Since I may not able to update this blog, I summarized the disease risk at this point. I hope it will be helpful.

Disease risks at this point (early August)

The critical period for black rot, powdery mildew, and downy mildew fruit infection should be over (4-5 weeks after bloom).

Black Rot: Berries should not susceptible any longer.
  • For the next year, make sure to remove all berries from your trellis at or after harvest. These infected berries can produce spores all season long if they are left on the trellis
  • Phomopsis: Berries are susceptible all the time.
  • Since we had such a long period of rain in the spring, you may see some berry infections.

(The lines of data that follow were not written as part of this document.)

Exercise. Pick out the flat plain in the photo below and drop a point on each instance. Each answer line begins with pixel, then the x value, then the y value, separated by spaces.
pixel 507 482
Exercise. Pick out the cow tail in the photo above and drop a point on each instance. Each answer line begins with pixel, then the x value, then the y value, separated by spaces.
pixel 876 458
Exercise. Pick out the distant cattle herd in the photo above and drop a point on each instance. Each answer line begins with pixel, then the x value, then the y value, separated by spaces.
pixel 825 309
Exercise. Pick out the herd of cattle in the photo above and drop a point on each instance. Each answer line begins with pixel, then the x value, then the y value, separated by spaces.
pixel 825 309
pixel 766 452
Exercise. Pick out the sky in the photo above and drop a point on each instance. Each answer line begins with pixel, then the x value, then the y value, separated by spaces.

Usually, the damage done by Phomopsis is not significant, but if you have reasons to be afraid of Phomopsis, captan can be applied to protect berries.
Downy Mildew and Powdery mildew: Berries should not susceptible any longer.
  • At this point, your focus is shifted to management of foliar health for accumulation of sugar to berries (for wine quality) and to trunk (for winter survival)
  • Thus, periodical application of fungicide for downy and powder mildew is necessary; however, you do not need to have an intensive schedule as you may do during the critical time. 10 to 14-day interval should be enough to keep vines healthy unless there are many rain events.
  • Fixed copper is a relatively inexpensive materials that can control both downy and powdery mildew. However, application within 30 days before harvest may decrease the quality of juice for wine making.
  • Other materials to consider, especially within 30 days of harvest, are Potassium salt materials for powdery and Phosphorus acid materials and captan for downy mildew. Pristine can be used up to 14 days prior to harvest too. Please keep your eyes on PHI.
Botrytis: It favors humidity as well: canopy management is important.
  • It is good at take an advantage of wounds. Successful insect management, such as against grape berry moth, helps reduce risk of Botrytis outbreak.
  • There is no formal study done yet, but a combined application of fungicide at just before bunch closing plus at veraison is known to reduce the risk of Botrytis outbreak. Dead grape tissues (flowers, aborted berries) can be a medium for Botrytis, thus, good penetration of spray materials to inside of the bunch is important (an application prior to bunch closing), and the number of Botrytis spores in the air is high around veraison (an application around veraison).
Other late season rot:
  • As with Botrytis, wounded berries can be susceptible to other microorganisms that cause “sour rot” or “bitter rot”.
  • Thus, if you experience damage to berries due to hail, strong thunderstorms, excess moisture etc, you may need to react to the situation. Captan or Captan + Botrytis material is often recommended.
  • When Brix is high (>20 or more), it is very difficult to control growth of microbes.

Other notes about chemical management
  • Mancozeb products (Penncozeb, Dithane, etc) have a 66-day Pre-Harvest Interval.
  • Sulfur applied under high temperature condition (> 85F) can cause damages on vines.
  • Do not mix sulfur (or captan) with oil. It can burn grape tissues. Some insecticide formulations contain oil as a carrier!!